Rains that don’t make your clothes wet…

Parth Mehta
4 min readMar 3, 2022
Rains in Mumbai
Rains in Mumbai

It was a quiet afternoon of a Wednesday in August. It had been sunny for most of the week, but the weather today was quite unlike the last few days. While looking at the dark clouds gathered above his head, Yash could comfortably guess that it could very well rain today. In some sense, it was a bit of relief, though, from the week full of sweaty weather in Mumbai. Everyone else he knew was busy at their offices and Yash was alone, calmly sitting on the balcony of his quarters, sipping coffee that he made for himself and feeling the breeze caress his cheeks.

Yash had taken a leave from his office citing urgent work as an excuse that didn’t really exist. The reason was nothing else, but he was just fatigued by his boring colleagues and exasperating boss and wanted to take some time off for himself. Another reason why he hated his current job was also that he had a very low salary, was not given a single raise in the last 3 years and the job wasn’t worth even a quarter of the hard work he put in to get it.

Frankly, He didn’t have many friends and the few he considered as his friends didn’t truly act like so.

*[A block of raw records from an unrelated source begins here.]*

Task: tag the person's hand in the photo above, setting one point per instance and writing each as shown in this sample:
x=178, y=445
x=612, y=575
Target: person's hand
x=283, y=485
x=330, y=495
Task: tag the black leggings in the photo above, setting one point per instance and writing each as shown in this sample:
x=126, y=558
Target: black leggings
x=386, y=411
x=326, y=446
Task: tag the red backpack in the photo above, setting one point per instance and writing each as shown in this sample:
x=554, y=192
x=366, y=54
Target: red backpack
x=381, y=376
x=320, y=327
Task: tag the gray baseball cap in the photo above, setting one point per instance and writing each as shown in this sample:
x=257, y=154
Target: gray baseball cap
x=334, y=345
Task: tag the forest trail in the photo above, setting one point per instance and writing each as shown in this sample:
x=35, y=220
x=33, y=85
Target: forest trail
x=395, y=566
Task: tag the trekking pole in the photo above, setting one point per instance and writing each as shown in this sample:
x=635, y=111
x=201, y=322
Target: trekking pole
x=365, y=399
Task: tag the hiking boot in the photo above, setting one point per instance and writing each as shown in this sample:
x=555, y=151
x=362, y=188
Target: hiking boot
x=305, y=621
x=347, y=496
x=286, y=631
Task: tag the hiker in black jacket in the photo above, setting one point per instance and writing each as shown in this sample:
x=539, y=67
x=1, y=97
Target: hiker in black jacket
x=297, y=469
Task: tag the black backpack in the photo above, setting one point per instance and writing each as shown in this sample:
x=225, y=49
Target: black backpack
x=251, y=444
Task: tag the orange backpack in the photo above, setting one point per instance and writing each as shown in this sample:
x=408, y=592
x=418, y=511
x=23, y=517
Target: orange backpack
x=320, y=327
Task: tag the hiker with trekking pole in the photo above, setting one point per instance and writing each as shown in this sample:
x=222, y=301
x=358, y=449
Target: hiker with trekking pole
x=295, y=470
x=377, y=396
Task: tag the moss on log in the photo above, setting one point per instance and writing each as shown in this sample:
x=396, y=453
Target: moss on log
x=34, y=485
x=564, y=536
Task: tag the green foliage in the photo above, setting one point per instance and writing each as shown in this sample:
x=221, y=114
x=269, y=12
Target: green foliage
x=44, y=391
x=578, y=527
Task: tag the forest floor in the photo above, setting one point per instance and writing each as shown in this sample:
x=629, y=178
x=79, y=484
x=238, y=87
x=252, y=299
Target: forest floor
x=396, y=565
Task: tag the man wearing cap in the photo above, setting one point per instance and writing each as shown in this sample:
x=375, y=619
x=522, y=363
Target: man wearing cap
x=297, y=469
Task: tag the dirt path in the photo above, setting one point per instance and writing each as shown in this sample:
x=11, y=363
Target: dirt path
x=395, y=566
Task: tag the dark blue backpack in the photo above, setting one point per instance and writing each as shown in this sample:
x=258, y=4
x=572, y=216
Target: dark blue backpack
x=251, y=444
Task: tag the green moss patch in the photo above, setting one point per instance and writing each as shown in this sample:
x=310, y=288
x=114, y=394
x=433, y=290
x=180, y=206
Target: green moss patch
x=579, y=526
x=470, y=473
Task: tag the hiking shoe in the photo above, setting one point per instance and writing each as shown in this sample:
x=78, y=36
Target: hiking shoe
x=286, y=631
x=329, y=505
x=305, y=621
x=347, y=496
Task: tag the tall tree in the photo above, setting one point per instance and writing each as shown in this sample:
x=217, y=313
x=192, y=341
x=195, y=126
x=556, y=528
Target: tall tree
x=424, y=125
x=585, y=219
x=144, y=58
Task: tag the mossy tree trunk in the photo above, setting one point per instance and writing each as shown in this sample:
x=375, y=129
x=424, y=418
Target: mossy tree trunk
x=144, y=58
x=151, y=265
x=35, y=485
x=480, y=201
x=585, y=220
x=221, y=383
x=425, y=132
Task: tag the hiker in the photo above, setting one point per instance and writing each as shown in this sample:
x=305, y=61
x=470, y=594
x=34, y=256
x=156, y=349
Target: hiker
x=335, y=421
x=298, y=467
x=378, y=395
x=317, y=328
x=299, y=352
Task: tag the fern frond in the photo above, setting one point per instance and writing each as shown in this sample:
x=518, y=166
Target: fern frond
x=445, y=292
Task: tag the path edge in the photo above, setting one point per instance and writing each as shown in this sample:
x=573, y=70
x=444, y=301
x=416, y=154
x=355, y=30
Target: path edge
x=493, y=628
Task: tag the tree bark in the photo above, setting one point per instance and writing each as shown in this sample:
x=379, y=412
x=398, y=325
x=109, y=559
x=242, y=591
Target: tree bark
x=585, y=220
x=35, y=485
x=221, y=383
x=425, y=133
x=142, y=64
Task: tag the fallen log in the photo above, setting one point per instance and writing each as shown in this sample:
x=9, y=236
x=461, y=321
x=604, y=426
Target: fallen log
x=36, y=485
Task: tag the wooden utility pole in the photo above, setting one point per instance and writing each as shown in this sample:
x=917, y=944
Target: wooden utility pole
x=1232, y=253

He’d often take out time to help them with their things, but when it came to helping Yash, everybody bailed, making an excuse that he could easily guess to be false. Still, for the sake of having someone to hang out with, he had these so-called friends.

Yash lived alone in a township accommodation provided by the company for which he worked. His family lived far away in Kota. Yash undoubtedly loved his family and would die for them just like everyone would for their family. But he didn’t consider himself close to his family. He had come this far from his home, having a dream to help his family achieve financial stability. He worked hard and earned for them and his family too was always ready to support him, but he just really could not open up to his family about his hidden secrets. The secrets which ate him every day from inside, and tore him apart piece by piece.

He didn’t really have any love life, either. His interaction with the females had always been limited because of the situations in his school and college life. Supposedly because no girl ever came close to him romantically in school or college. He couldn’t blame them either, as he knew the fact that girls never make the first move. At the same time, he too was very shy to do so. He met girls, though, but could never really be close to them. Honestly, he did connect to some of them emotionally, but they didn’t lean in the same way. Or maybe they did… He couldn’t precisely tell, as he never made the first move to ask them out on a date. He thought they never gave him enough signals, but what was he? A faulty antenna, maybe…

So while he sat in his chair on the balcony, diving deep into his thoughts, contemplating his existence, he tried to differentiate whether he was in solitude or was he really so lonely. One thought that put knives through his heart every second was the fact that the people to whom he gave utmost preference in his life, he wasn’t having even half of the significance in theirs. He cared for all of them and helped them in their needs but nobody thought of him and nobody called him to ask him how he was doing. Every one of them took him for granted. He specifically helped these people when they felt exactly the same, exactly as lonely but today no one was around to help him. He knew he couldn’t really do anything to make them feel his worth but his heart ached to feel even the slightest bit of comfort from a person who’d understand him.

His thoughts ran wild on the open field of negativity and it occurred to him the one sentence he once read in an article on Medium which said,

It’s life. Joy or sorrow, sweetness or bitterness, affection or hatred, in the end, it’s only you and you alone.

Yash kept sitting there for a while contemplating life. The time passed by and without him knowing, the afternoon turned into evening. The dark clouds had gone away without shedding the water in them. The land of Mumbai was dry. Still, there was one thing wet. Yash’s eyes… soaked in the rain of sadness which didn’t make his clothes wet.